Bugünü arkadaşlarla birlikte ama kendi sessiz alanlarımızda bolca kalarak, zamanı geldiğinde de uzun uzun sohbet ederek geçirdik. Dini inançları farklı olsa da, evrensel ortak bilincimizin sevgide buluşmasını, tek olan hakikatin sohbetimizde var olmasını kutladık.
Belli bir camiaya ait değil, ya da bir kaç üniversite okumuş değil bu sevgili sıradan insanlar.
Bir an şehirlerde yapılan affetme çalışmalarını, meditasyonlarını, aile dizimlerini, bağ koparma çalışmalarını, dolunay adaklarını falan düşündüm. Her şey trajikomik geldi. Doğamıza dönebilmek, doğamızda kalabilmek ve özden yaşayabilmek için neler neler yapıyorduk..Tüm bunları yaparken bir yandan basitlik ve sadelikten de uzaklaşıyor muyduk acaba?

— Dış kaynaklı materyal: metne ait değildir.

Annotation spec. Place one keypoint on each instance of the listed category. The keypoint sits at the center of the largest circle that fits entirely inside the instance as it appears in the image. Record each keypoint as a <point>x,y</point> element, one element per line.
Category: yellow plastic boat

Evlere çekildiğimiz, dışarıda yaptığımız her ne varsa durdurduğumuz bir süreçteyiz. Benim evim de şu an burası. Her ne kadar dışarıda olabilsem de, hala kontrollü bir şekilde insanlarla görüşebilsem de ortak bilincin parçasıyım, ben de kendimi karantinada hissediyorum. Bireysel hayatımıza, dışarıdaki zevklerimize es verip olduğumuz yerde kalıyoruz. Evimizde, olduğumuz yerde günlük hayatı yaşıyoruz. Evet her gün sadece korona değil, bir çok hastalıktan ve sebepten binlerce insan ölüyor. Onlar ölürken, bizler de her gün evrendeki tüm canlılar için dua etmekten, dilek dilemekten, ışık ve şifa yollamaktan başka neler yaptık bugüne kadar ? 2020ye girdiğimizden beri empatimiz derinleşiyor. Dünyada yaşamı biten, zorluk yaşayan tüm canlıları daha çok düşünür olduk. Empati çemberimiz genişliyor. Evren bu genişlemeye alan açıyor. Bencil hayatlara, bilinçsiz eylemlere son diyor. Ve biz de evlerde duruyoruz. Tüm dünya adeta aynı anda gereken saygı duruşundayız. Saygı duruşumuz bittiğinde Yeni Dünya için kim bilir edindiğimiz derslerle yeryüzündeki eylemlerimiz nasıl değişecek?.. Ben kendim için sorguluyorum, ya siz? Bugüne kadar hiç yapmadığınız hangi hizmetleri yapacaksınız dünya ve insanoğluna? Yoksa sadece bugüne kadar yaptığınız hizmete mi devam edeceksiniz?
Kendi saygı duruşumdan bir an’ı paylaşarak hepinizi sevgiyle kucaklıyorum. İyi ki varsınız, iyi ki varız.